Combined non-rd motion searchs into a single function
This commit combined the full pel and sub pel motion search into a
single function to avoid code duplication. The commit does not change
encoder outputs.
Jingning Han [Mon, 7 Jul 2014 19:08:40 +0000 (12:08 -0700)]
Re-design quantization process for 32x32 transform block
This commit enables a new quantization process for 32x32 2D-DCT
transform coefficient blocks. It improves the compression
performance of speed 5 by 1.4%. The overall compression gains of
speed 5 due to the new quantization scheme is 4.7%. It also includes
the SSSE3 implementation of the 32x32 quantization process.
Adrian Grange [Mon, 9 Jun 2014 22:22:17 +0000 (15:22 -0700)]
Fix decoder handling of intra-only frames
This patch fixes bug 633:
https://code.google.com/p/webm/issues/detail?id=633
The first decoded frame does not have to be a keyframe,
it could be an inter-frame that is coded intra-only.

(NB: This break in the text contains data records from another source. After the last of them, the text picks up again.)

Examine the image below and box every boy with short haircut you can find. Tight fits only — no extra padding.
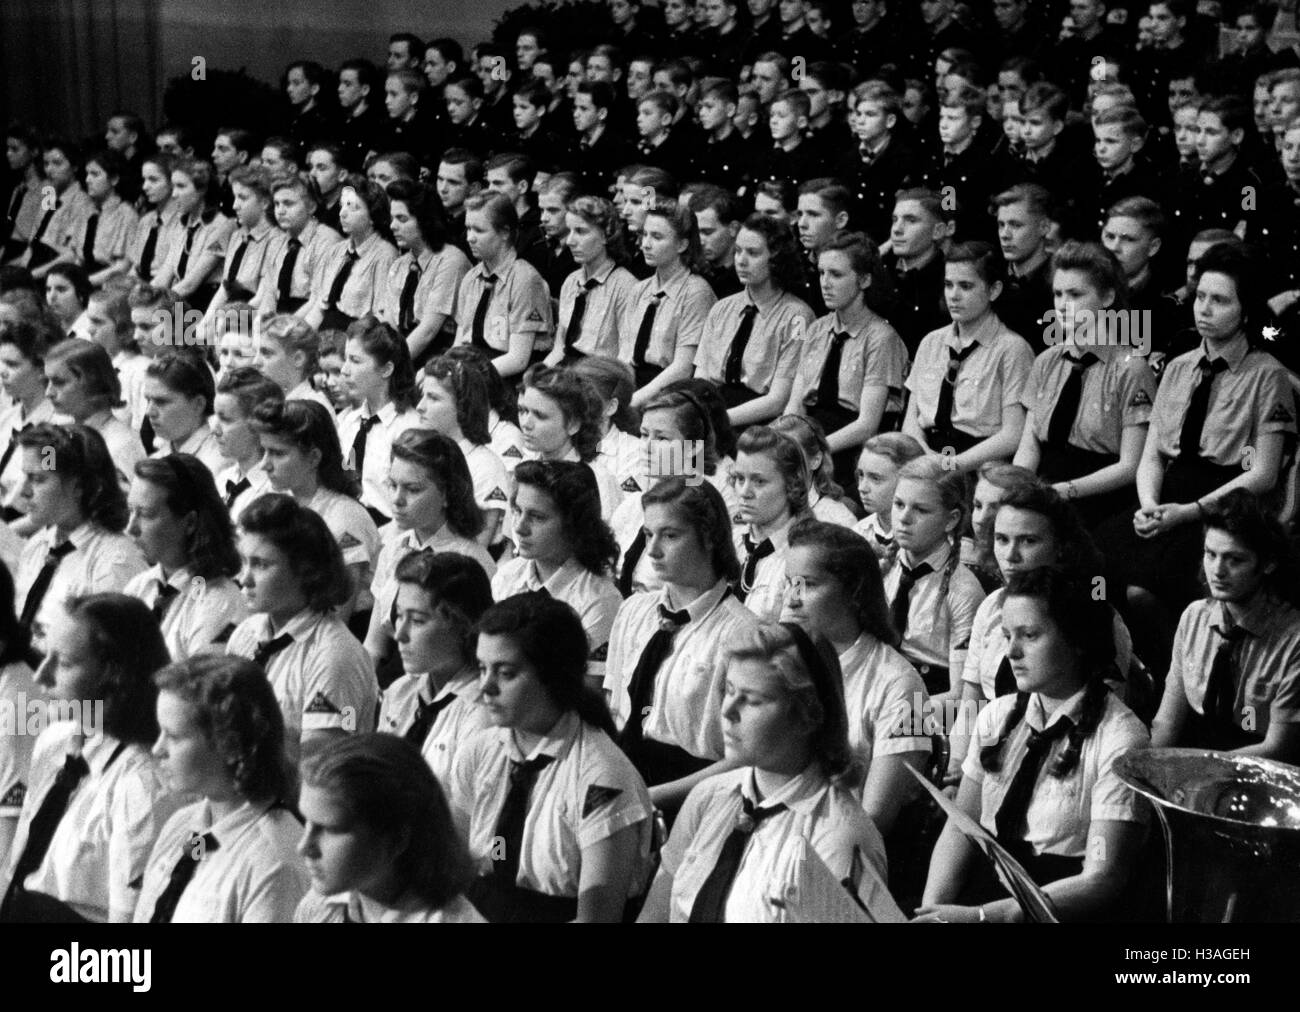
[753,89,817,192]
[886,188,953,356]
[485,153,546,268]
[511,81,571,172]
[732,91,764,152]
[690,78,748,191]
[435,149,484,257]
[212,127,257,218]
[1171,95,1264,245]
[1131,0,1198,128]
[571,81,634,197]
[335,58,384,173]
[993,183,1055,341]
[305,143,348,234]
[836,82,919,246]
[378,68,432,170]
[1088,105,1160,237]
[799,62,852,167]
[1015,83,1080,221]
[475,43,517,137]
[922,84,1005,243]
[1101,195,1184,367]
[634,90,692,180]
[688,185,743,298]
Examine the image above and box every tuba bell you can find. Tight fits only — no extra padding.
[1116,748,1300,922]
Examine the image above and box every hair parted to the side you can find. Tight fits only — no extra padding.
[133,454,242,580]
[390,428,485,539]
[511,459,619,575]
[640,477,740,584]
[520,364,604,463]
[300,733,475,911]
[735,424,811,519]
[394,549,493,667]
[18,422,129,531]
[787,518,899,647]
[251,398,360,498]
[237,492,352,611]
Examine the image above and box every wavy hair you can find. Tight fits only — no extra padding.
[251,398,359,497]
[640,477,740,583]
[237,493,352,612]
[520,364,603,462]
[787,518,898,646]
[390,428,485,539]
[737,212,805,293]
[641,386,719,477]
[46,338,120,410]
[569,355,638,436]
[345,315,419,412]
[511,459,619,575]
[133,454,242,580]
[735,425,811,518]
[424,355,491,446]
[394,550,494,666]
[18,423,128,530]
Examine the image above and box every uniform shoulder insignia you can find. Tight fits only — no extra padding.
[213,623,237,644]
[305,691,342,715]
[525,309,544,322]
[129,875,144,890]
[583,784,623,818]
[589,642,609,662]
[1128,389,1152,408]
[1267,402,1295,424]
[620,476,642,492]
[503,445,523,459]
[486,486,508,502]
[0,781,26,808]
[338,532,362,549]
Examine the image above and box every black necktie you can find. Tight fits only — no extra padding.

This patch fixes the handling of intra-only frames.
A test vector has also been added that encodes 3
intra-only frames at the start of the clip. The
test vector was generated using the code in the
following patch:
https://gerrit.chromium.org/gerrit/#/c/70680/
Tim Kopp [Mon, 7 Jul 2014 18:35:27 +0000 (11:35 -0700)]
Vp9 denoiser MC bugfix
In the previous version, only certain buffers in the macroblockd were saved and
the restored. In this version, all of the buffers are saved and restored. The
code was then rolled into a loop for readability.
Also contains a tiny fix for when the -DOUTPUT_YUV_DENOISED flag is used.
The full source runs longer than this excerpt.